Most recently, Putin has invoked Peter the Great to justify a land grab against Ukraine but left out Peter’s opening to Europe. It’s clear that Putin is grabbing at the pieces of Russian history that he feels most comfortable with or that help him justify his war. We don’t know to what degree he believes any of this, nor do we know how much the people around him influence him.
The Great Northern War, which Peter fought with Sweden, is convenient in warning Sweden of its defeat by Russia three centuries back. It also allows Putin once more to talk about the “gathering in of the lands,” code for Russian expansionism. It probably pleases him to compare himself to the 6’8” Peter.
It’s impossible to know how much of this is trolling and how much is genuine belief. Peter’s Great Northern War is a convenient troll against Sweden, but it also reminds Sweden that NATO might help defend against a resurgent Russia. Then there’s the war. It started out on the assumption that Ukraine would be glad to be gathered in, but the conduct of the war has changed radically since Ukraine’s refusal.
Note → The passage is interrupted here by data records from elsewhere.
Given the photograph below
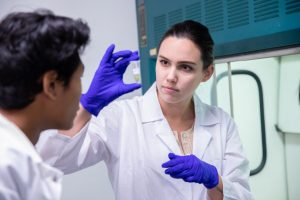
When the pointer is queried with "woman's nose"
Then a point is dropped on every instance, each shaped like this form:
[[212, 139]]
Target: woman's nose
[[172, 75]]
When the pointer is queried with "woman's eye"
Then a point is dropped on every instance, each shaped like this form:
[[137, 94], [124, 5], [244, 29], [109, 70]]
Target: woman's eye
[[186, 68], [163, 62]]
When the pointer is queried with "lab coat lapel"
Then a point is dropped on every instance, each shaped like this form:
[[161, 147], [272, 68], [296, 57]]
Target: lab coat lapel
[[204, 119], [152, 113], [165, 134]]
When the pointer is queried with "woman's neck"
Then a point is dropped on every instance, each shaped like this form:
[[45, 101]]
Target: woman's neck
[[180, 116]]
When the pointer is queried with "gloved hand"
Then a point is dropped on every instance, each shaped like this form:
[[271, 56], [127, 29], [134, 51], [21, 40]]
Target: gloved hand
[[192, 169], [107, 84]]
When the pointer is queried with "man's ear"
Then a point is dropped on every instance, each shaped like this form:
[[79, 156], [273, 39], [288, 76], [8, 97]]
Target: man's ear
[[208, 72], [50, 84]]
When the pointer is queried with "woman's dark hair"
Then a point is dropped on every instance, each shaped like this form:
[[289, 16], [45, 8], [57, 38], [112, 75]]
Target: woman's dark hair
[[32, 43], [198, 34]]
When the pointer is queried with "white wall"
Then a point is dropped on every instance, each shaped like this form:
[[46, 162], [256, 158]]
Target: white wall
[[112, 21]]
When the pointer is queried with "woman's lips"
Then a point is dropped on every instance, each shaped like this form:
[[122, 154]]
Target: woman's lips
[[168, 89]]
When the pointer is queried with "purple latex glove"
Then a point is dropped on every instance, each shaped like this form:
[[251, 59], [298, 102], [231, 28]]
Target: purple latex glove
[[192, 169], [107, 84]]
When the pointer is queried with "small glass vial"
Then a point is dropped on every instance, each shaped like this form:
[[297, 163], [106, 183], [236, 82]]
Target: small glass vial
[[136, 71]]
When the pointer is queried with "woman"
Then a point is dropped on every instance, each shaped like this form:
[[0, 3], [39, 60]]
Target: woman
[[166, 144]]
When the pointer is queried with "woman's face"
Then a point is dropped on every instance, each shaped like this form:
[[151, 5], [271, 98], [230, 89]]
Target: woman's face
[[179, 70]]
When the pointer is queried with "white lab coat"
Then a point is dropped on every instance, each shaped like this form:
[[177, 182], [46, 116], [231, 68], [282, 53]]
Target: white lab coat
[[23, 174], [134, 139]]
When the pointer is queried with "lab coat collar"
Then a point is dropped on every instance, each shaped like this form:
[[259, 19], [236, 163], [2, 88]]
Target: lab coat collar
[[151, 112], [19, 138]]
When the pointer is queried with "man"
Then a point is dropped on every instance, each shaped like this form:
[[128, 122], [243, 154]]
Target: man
[[40, 88]]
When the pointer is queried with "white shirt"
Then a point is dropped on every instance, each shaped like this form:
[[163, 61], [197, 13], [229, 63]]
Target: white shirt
[[23, 175], [134, 139]]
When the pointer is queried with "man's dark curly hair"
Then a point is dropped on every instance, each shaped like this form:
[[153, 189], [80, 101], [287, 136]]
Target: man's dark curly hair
[[32, 43]]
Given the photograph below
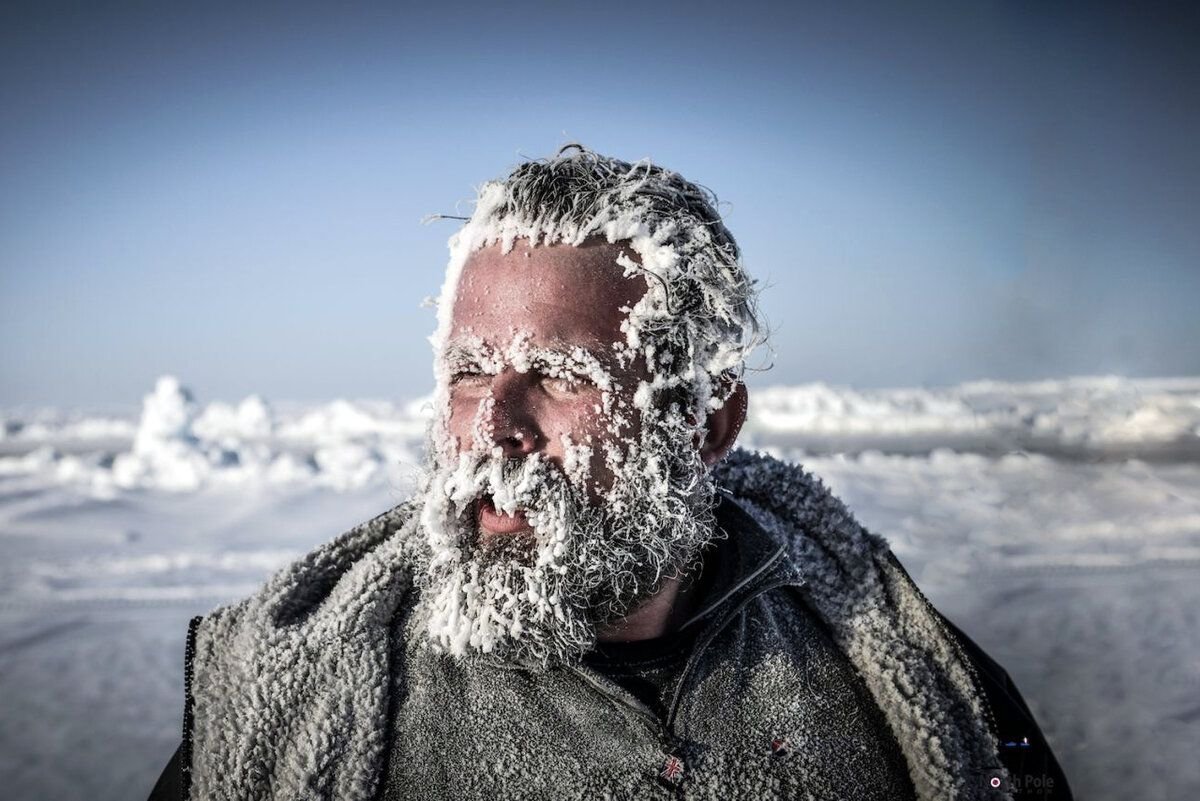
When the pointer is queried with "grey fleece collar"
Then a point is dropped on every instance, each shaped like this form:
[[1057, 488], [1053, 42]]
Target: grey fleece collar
[[288, 688]]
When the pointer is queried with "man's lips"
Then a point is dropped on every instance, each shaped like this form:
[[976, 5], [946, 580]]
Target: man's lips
[[495, 522]]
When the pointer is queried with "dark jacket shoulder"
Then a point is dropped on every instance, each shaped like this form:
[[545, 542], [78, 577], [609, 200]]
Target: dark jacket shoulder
[[1032, 768]]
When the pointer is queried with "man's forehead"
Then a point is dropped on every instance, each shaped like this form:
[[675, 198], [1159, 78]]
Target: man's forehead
[[558, 296]]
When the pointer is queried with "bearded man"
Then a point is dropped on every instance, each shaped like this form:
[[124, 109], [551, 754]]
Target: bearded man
[[592, 592]]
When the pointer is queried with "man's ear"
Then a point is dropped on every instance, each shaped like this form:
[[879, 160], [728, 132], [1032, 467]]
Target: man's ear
[[724, 426]]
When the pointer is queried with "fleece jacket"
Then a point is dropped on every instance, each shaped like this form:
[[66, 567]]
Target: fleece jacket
[[823, 673]]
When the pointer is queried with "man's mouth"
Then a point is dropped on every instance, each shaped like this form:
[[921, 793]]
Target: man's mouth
[[492, 521]]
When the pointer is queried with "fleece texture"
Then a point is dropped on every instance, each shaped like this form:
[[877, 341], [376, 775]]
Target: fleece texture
[[293, 692]]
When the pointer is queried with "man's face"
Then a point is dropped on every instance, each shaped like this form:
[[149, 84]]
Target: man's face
[[533, 361], [555, 501]]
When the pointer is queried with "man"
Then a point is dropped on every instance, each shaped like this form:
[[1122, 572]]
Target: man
[[592, 592]]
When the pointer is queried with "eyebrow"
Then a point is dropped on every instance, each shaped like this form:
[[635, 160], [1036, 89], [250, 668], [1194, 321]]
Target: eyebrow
[[475, 347]]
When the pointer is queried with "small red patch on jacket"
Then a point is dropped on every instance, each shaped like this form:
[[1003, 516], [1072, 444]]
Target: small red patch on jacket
[[672, 769]]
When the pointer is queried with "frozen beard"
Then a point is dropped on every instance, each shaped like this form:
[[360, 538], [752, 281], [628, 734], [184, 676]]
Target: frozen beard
[[539, 604]]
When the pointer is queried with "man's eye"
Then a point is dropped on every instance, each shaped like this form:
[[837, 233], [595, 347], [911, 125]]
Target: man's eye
[[468, 378]]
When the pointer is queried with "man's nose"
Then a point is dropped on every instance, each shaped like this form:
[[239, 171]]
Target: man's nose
[[514, 428]]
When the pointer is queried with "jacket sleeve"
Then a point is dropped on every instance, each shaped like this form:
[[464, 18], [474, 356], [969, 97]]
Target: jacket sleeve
[[169, 786], [1032, 768]]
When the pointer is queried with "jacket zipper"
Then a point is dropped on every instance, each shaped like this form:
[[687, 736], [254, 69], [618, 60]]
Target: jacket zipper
[[977, 685], [185, 756], [711, 634]]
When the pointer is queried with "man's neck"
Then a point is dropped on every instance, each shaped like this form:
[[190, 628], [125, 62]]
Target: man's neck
[[660, 614]]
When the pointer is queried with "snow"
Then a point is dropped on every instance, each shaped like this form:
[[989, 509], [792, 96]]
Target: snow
[[1057, 523]]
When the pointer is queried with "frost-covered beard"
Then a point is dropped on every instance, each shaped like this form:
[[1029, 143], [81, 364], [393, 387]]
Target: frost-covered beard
[[592, 562]]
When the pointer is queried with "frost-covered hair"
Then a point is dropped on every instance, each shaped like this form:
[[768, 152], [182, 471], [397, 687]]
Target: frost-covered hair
[[697, 323]]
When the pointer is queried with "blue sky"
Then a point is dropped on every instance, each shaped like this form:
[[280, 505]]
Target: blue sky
[[929, 192]]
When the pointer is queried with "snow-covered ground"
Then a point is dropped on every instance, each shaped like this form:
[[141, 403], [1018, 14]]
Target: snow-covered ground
[[1057, 523]]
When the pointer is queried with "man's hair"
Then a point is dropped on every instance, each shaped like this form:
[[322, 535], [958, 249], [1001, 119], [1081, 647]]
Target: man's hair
[[699, 321]]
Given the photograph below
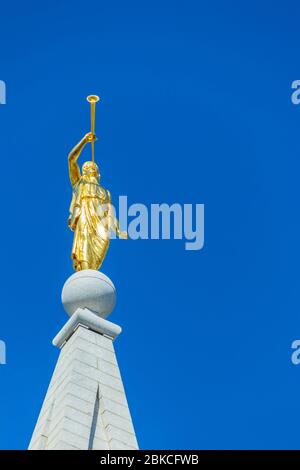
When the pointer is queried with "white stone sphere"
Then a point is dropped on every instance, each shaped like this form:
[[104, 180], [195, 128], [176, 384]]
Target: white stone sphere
[[89, 289]]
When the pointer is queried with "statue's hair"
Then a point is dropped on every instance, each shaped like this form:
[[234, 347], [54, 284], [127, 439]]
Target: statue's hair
[[90, 165]]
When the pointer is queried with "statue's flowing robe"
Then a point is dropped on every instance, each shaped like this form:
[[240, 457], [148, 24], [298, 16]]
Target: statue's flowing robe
[[91, 233]]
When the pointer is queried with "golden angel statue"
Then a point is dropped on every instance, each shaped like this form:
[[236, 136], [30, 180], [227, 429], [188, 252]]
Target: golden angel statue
[[92, 216]]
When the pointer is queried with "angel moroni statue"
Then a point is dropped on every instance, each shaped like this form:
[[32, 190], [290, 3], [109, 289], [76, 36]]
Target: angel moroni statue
[[91, 214], [85, 407]]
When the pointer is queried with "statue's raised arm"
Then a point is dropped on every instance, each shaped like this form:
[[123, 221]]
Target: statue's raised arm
[[74, 170]]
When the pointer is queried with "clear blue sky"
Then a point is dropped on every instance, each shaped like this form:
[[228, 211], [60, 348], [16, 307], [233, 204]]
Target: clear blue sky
[[196, 109]]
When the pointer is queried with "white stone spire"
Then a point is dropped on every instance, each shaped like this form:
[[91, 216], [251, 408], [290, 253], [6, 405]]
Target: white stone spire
[[85, 406]]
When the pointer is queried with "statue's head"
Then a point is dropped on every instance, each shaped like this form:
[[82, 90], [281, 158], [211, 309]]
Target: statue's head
[[90, 169]]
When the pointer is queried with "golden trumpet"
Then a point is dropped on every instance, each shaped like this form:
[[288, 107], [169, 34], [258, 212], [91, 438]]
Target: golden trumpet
[[93, 99]]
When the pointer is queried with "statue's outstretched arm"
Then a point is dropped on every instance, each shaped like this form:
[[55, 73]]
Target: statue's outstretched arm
[[74, 170]]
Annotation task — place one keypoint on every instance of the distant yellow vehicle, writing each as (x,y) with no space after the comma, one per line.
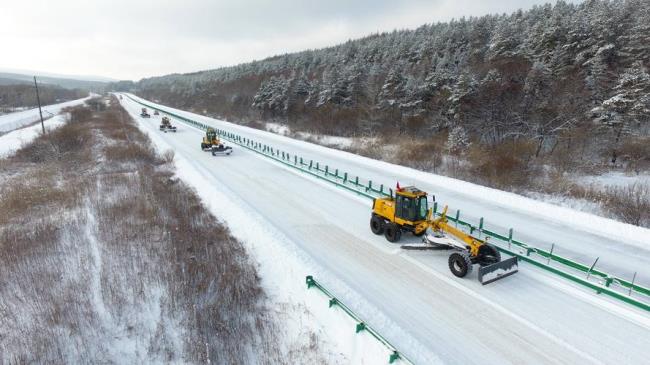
(408,211)
(212,143)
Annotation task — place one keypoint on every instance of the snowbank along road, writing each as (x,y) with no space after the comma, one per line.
(531,317)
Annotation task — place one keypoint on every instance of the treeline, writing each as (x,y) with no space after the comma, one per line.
(24,95)
(568,79)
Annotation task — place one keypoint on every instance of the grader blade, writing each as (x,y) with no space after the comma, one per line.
(498,271)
Drawing the war back to a grinding slog to acquire more territory in the Donbas and along the Black Sea coast makes sense militarily as a response to the failure of the initial regime change attempt. Wreaking destruction generally across Ukraine also makes a kind of sense. But how does that aid in restoring the empire?
Someone totally and irrationally committed to restoring the empire would be extremely impatient with the current military strategy, although destruction of the uncooperative regions might have a logic of punishment.
It’s hard to discern Putin’s motives. The change in military strategy argues significantly against a coherent reading of his selective Russian history being a major motivator. He wants an enlarged Russia, a colonial Russia. In that regard, another quote from the past week may be more significant:
The world is changing, and it’s changing rapidly. In order to claim some kind of leadership, particularly global leadership, any country, any nation, any ethnic group needs to ensure its sovereignty. The reason is that there is no middle way between being a sovereign country and a colony, no matter what you call a colony. If a country or a group of countries is unable to make sovereign decisions, it means that it already is a colony to a certain extent and colonies historically have no future and stand no chance of surviving a tough geopolitical fight.
We can now add the decolonization of Russia to all the other reconsiderations Putin has provoked.
Painting is “Tsar Peter’s Amusement Regiments at Kozhukhovo” by Alexey Kivshenko, 1862. Warning: The website linked, Russia Beyond, is a Russian state website.